Create the Node Pools
After defining the requirements for the node pools, run the create_nodepools.sh script in the gcloud
directory to create each type of node pool. Run the script with the following command. Run it once for each type of pool. The arguments are described below.
./create_nodepools.sh -c <config_file_name> [ -d <config_file_directory> ] [ -f | --force ] [ -h | --help ]
-c <config_file_name>
This is a required argument that specifies the name of the configuration file (i.e., nodepool_operator.conf, nodepool_anzograph.conf, or nodepool_dynamic.conf) that supplies the node pool requirements. For example, -c nodepool_dynamic.conf.
-d <config_file_directory>
This is an optional argument that specifies the path and directory name for the configuration file specified for the -c argument. If you are using the original gcloud
directory file structure and the configuration file is in the conf.d
directory, you do not need to specify the -d argument. If you created a separate directory structure for different Anzo environments, include the -d option. For example, -d /gcloud/env1/conf.
-f | --force
This is an optional argument that controls whether the script prompts for confirmation before proceeding with each stage involved in creating the node pool. If -f (--force) is specified, the script assumes the answer is "yes" to all prompts and does not display them.
-h | --help
This argument is an optional flag that you can specify to display the help from the create_nodepools.sh script.
For example, the following command runs the create_nodepools script, using nodepool_operator.conf as input to the script. Since nodepool_operator.conf is in the conf.d directory, the -d argument is excluded:
./create_nodepools.sh -c nodepool_operator.conf
The script validates that the required software packages are installed and that the versions are compatible with the deployment. It also displays an overview of the deployment details based on the values in the specified configuration file. For example:
Operating System : CentOS Linux - Google Cloud SDK: 322.0.0 alpha: 2021.01.05 beta: 2021.01.05 bq: 2.0.64 core: 2021.01.05 gsutil: 4.57 kubectl cli version: Client Version: v1.19.12 valid Deployment details: Project : cloud-project-1592 Region : us-central1 GKE Cluster : csi-k8s-cluster
The script then prompts you to proceed with deploying each component of the node pool. Type y and press Enter to proceed with the configuration.

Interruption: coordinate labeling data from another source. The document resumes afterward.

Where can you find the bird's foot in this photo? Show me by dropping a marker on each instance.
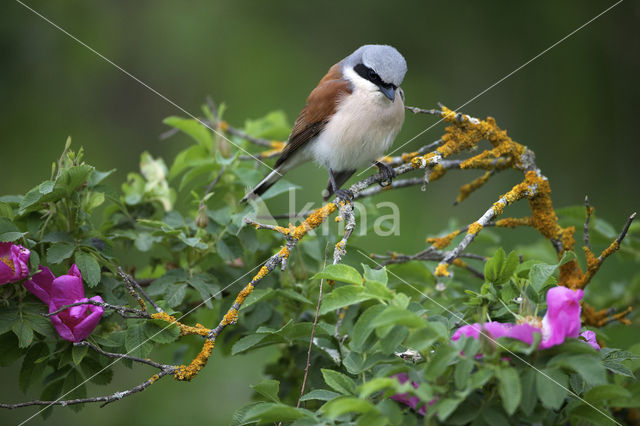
(344, 195)
(388, 172)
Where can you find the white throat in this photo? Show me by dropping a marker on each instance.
(362, 129)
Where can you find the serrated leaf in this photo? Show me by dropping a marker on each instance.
(344, 296)
(78, 353)
(551, 386)
(340, 272)
(606, 392)
(89, 268)
(362, 328)
(135, 341)
(59, 252)
(509, 388)
(347, 404)
(175, 294)
(393, 315)
(339, 382)
(31, 370)
(23, 331)
(269, 389)
(320, 395)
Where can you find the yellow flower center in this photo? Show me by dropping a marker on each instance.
(532, 320)
(7, 261)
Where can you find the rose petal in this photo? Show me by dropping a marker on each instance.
(62, 329)
(66, 289)
(562, 319)
(590, 337)
(40, 284)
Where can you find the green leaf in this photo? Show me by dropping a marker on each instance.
(269, 389)
(606, 392)
(339, 382)
(78, 353)
(344, 296)
(8, 231)
(161, 332)
(443, 356)
(10, 351)
(375, 385)
(135, 341)
(24, 332)
(89, 268)
(539, 274)
(320, 395)
(340, 272)
(74, 388)
(272, 413)
(398, 316)
(362, 329)
(193, 128)
(551, 385)
(590, 367)
(32, 370)
(509, 388)
(375, 275)
(348, 404)
(175, 294)
(59, 252)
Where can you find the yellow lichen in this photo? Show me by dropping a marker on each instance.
(442, 270)
(188, 372)
(467, 189)
(442, 242)
(474, 228)
(408, 156)
(512, 222)
(185, 330)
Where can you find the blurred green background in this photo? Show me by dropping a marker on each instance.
(576, 107)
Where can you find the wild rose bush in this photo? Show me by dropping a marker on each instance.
(510, 349)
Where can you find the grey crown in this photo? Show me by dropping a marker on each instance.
(385, 60)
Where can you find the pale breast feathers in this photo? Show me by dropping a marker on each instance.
(321, 104)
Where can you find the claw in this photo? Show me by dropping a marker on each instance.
(388, 172)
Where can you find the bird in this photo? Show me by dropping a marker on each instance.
(349, 121)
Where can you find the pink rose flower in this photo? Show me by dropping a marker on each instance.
(13, 262)
(561, 321)
(73, 324)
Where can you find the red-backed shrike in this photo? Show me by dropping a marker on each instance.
(351, 118)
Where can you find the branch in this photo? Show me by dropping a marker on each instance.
(123, 311)
(132, 286)
(104, 399)
(163, 367)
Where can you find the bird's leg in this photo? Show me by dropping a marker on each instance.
(387, 171)
(343, 194)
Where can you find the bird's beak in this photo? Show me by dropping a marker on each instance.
(389, 92)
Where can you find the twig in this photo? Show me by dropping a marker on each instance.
(130, 282)
(163, 367)
(313, 330)
(106, 399)
(586, 222)
(123, 311)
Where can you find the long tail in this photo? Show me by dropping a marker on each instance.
(265, 184)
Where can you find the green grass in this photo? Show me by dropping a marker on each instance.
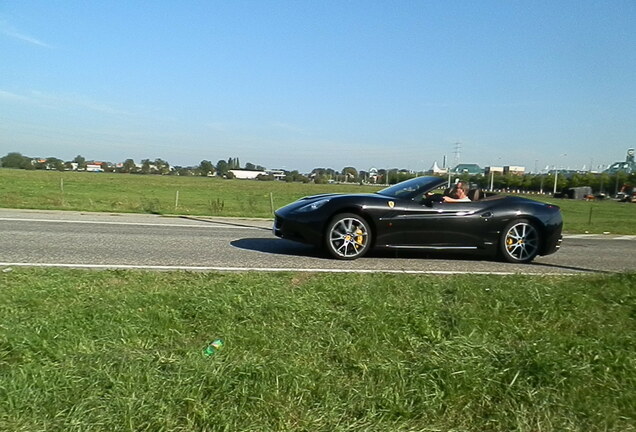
(204, 196)
(119, 350)
(129, 193)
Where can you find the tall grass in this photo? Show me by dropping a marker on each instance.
(116, 350)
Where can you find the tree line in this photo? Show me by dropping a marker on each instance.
(599, 182)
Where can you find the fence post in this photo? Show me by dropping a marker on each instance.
(271, 202)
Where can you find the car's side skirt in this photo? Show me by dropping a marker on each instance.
(433, 247)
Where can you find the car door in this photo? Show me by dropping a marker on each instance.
(441, 225)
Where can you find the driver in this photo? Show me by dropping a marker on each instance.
(457, 194)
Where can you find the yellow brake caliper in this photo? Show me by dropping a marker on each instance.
(359, 238)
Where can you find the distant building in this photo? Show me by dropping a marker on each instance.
(277, 174)
(628, 167)
(496, 170)
(516, 170)
(471, 169)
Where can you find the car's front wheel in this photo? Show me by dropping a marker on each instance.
(519, 242)
(348, 236)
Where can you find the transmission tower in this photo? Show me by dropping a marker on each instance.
(457, 152)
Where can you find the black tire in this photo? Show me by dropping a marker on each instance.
(348, 236)
(519, 242)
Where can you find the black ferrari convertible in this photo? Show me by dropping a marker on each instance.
(413, 215)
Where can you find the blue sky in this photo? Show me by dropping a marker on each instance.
(305, 84)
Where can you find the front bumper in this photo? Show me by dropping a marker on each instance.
(291, 228)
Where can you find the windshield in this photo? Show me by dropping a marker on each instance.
(411, 188)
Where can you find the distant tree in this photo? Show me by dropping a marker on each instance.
(15, 160)
(162, 166)
(321, 179)
(55, 163)
(222, 167)
(206, 168)
(145, 166)
(295, 176)
(350, 173)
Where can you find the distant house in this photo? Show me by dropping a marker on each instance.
(277, 174)
(471, 169)
(95, 167)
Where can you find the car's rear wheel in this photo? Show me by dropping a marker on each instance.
(348, 236)
(519, 242)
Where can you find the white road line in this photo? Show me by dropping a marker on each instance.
(269, 269)
(206, 225)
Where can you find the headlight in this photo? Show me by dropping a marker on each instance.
(313, 206)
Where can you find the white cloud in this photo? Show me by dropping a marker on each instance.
(9, 31)
(55, 101)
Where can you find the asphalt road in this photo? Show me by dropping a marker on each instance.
(99, 240)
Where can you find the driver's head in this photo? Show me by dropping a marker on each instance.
(458, 190)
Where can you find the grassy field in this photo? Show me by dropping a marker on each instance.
(115, 350)
(235, 198)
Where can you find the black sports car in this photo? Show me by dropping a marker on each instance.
(410, 215)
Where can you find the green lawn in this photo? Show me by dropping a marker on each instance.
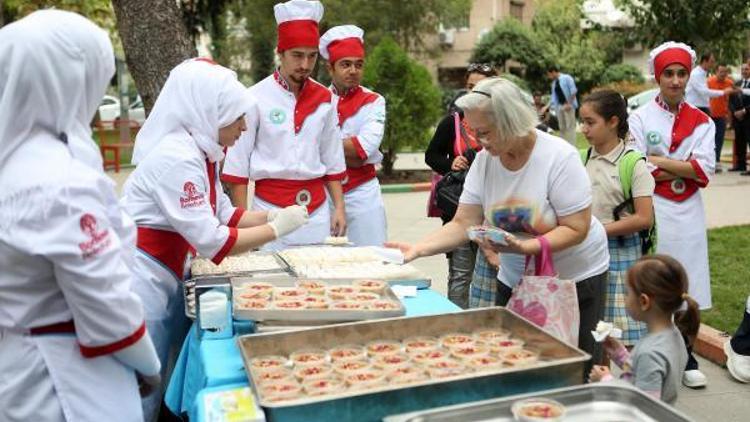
(729, 256)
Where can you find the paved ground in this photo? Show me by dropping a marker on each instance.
(727, 202)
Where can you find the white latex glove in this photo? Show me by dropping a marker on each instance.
(272, 213)
(288, 219)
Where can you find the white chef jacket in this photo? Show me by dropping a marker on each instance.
(680, 218)
(288, 138)
(361, 115)
(175, 190)
(65, 252)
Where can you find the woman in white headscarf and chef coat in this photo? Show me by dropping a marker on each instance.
(72, 334)
(176, 199)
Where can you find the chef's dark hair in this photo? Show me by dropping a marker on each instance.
(608, 103)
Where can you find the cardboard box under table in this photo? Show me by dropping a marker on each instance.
(560, 365)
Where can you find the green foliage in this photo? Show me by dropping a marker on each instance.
(622, 72)
(99, 11)
(407, 22)
(719, 26)
(730, 270)
(413, 102)
(511, 40)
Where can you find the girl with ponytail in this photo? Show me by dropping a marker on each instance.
(622, 190)
(656, 295)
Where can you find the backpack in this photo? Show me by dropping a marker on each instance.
(626, 168)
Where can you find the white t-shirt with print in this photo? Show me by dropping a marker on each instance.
(527, 202)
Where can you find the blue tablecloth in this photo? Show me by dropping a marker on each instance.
(217, 362)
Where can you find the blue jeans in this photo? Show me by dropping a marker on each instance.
(721, 128)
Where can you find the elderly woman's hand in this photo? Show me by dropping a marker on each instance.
(410, 251)
(515, 245)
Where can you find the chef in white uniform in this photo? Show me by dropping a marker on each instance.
(678, 140)
(175, 197)
(72, 334)
(292, 149)
(361, 118)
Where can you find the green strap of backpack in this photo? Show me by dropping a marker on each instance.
(626, 169)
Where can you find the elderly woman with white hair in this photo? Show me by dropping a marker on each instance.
(530, 184)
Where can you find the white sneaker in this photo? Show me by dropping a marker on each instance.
(737, 364)
(694, 378)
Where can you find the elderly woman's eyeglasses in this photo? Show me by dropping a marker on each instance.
(482, 68)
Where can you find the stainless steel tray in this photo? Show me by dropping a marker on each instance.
(188, 286)
(419, 283)
(311, 316)
(592, 402)
(561, 366)
(283, 268)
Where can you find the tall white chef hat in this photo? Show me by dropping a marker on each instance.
(297, 22)
(342, 41)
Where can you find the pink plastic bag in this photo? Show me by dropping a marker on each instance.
(547, 301)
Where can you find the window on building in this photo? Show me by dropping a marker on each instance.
(459, 21)
(516, 9)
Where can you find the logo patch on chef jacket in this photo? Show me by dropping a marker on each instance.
(98, 239)
(191, 197)
(277, 116)
(653, 138)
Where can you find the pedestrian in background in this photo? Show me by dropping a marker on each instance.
(719, 107)
(563, 100)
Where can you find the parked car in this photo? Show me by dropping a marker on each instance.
(136, 112)
(109, 108)
(639, 100)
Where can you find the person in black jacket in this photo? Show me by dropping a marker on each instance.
(442, 158)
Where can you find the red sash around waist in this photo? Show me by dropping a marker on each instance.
(283, 193)
(358, 176)
(169, 248)
(677, 190)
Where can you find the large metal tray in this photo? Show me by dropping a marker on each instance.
(419, 283)
(593, 402)
(311, 316)
(561, 366)
(189, 286)
(283, 268)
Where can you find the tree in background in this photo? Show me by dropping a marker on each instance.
(155, 40)
(413, 101)
(512, 40)
(719, 26)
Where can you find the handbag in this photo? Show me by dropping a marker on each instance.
(448, 190)
(545, 300)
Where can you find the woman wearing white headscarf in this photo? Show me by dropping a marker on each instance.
(175, 195)
(72, 333)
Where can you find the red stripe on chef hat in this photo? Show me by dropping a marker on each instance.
(347, 47)
(671, 56)
(298, 33)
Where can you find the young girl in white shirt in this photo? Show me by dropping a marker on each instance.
(624, 214)
(657, 288)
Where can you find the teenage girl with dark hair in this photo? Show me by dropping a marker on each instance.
(657, 289)
(624, 207)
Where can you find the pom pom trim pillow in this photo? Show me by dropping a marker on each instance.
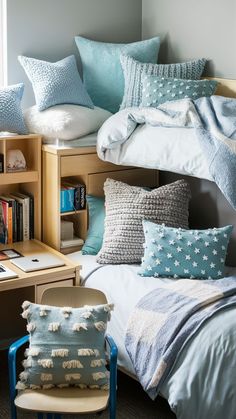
(66, 347)
(158, 90)
(55, 83)
(178, 253)
(11, 116)
(127, 206)
(133, 71)
(102, 72)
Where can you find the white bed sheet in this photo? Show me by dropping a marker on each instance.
(124, 288)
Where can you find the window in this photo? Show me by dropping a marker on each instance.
(2, 42)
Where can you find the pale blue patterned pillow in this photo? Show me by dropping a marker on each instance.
(102, 72)
(158, 90)
(55, 83)
(179, 253)
(11, 116)
(66, 347)
(133, 71)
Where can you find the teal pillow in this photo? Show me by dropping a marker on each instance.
(55, 83)
(158, 90)
(66, 347)
(133, 71)
(102, 72)
(11, 116)
(179, 253)
(93, 242)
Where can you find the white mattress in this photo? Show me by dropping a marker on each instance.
(86, 141)
(123, 287)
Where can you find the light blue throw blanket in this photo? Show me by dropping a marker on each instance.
(165, 319)
(213, 119)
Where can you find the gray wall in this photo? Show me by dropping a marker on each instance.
(45, 29)
(194, 28)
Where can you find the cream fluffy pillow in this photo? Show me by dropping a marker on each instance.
(65, 122)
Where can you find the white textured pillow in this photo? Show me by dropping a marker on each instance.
(65, 122)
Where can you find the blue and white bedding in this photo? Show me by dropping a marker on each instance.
(209, 154)
(202, 381)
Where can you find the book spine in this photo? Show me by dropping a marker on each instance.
(31, 216)
(14, 220)
(20, 218)
(26, 227)
(9, 222)
(80, 194)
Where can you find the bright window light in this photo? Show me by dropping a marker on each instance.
(3, 42)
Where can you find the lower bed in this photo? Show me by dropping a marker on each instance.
(202, 382)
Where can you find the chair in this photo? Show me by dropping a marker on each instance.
(56, 401)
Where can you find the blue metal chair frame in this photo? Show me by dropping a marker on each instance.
(12, 377)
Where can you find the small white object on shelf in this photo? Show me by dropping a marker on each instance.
(76, 241)
(15, 161)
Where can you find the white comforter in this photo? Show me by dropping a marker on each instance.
(173, 149)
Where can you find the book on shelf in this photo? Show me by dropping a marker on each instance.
(76, 241)
(79, 194)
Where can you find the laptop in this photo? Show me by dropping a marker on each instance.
(6, 273)
(37, 262)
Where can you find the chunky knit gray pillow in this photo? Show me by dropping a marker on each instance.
(127, 206)
(133, 71)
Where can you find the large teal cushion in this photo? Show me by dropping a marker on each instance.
(66, 346)
(55, 83)
(133, 70)
(158, 90)
(11, 116)
(93, 242)
(179, 253)
(102, 72)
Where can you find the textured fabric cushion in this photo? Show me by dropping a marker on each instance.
(179, 253)
(93, 242)
(11, 116)
(126, 208)
(133, 71)
(55, 83)
(102, 72)
(65, 122)
(157, 90)
(66, 346)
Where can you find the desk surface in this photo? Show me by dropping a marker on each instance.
(26, 248)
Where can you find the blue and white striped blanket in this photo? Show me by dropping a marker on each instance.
(165, 319)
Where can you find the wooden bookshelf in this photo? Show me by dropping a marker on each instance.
(29, 180)
(80, 165)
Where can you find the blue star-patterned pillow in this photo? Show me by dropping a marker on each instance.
(55, 83)
(178, 253)
(11, 116)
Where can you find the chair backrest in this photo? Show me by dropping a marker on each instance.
(72, 297)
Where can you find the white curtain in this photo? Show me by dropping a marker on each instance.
(3, 31)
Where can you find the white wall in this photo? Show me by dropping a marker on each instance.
(192, 29)
(45, 29)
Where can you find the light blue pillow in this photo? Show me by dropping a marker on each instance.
(102, 72)
(55, 83)
(93, 242)
(66, 347)
(11, 116)
(158, 90)
(133, 70)
(179, 253)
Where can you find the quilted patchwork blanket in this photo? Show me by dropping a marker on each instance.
(165, 319)
(213, 120)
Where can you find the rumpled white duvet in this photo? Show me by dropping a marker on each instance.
(172, 149)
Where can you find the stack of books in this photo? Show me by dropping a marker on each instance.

When creating the AnzoGraph and Dynamic node pools, there is a stage when the script prompts, Do you want to tune the nodepools?. It is important to answer y (yes) so that the kernel tuning and security policies from the related nodepool_*_tuner.yaml file are applied to the node pool configuration.
Once the Operator, AnzoGraph, and Dynamic node pools are created, the next step is to create a Cloud Location in Anzo so that Anzo can connect to the GKE cluster and deploy applications. See Connecting to a Cloud Location.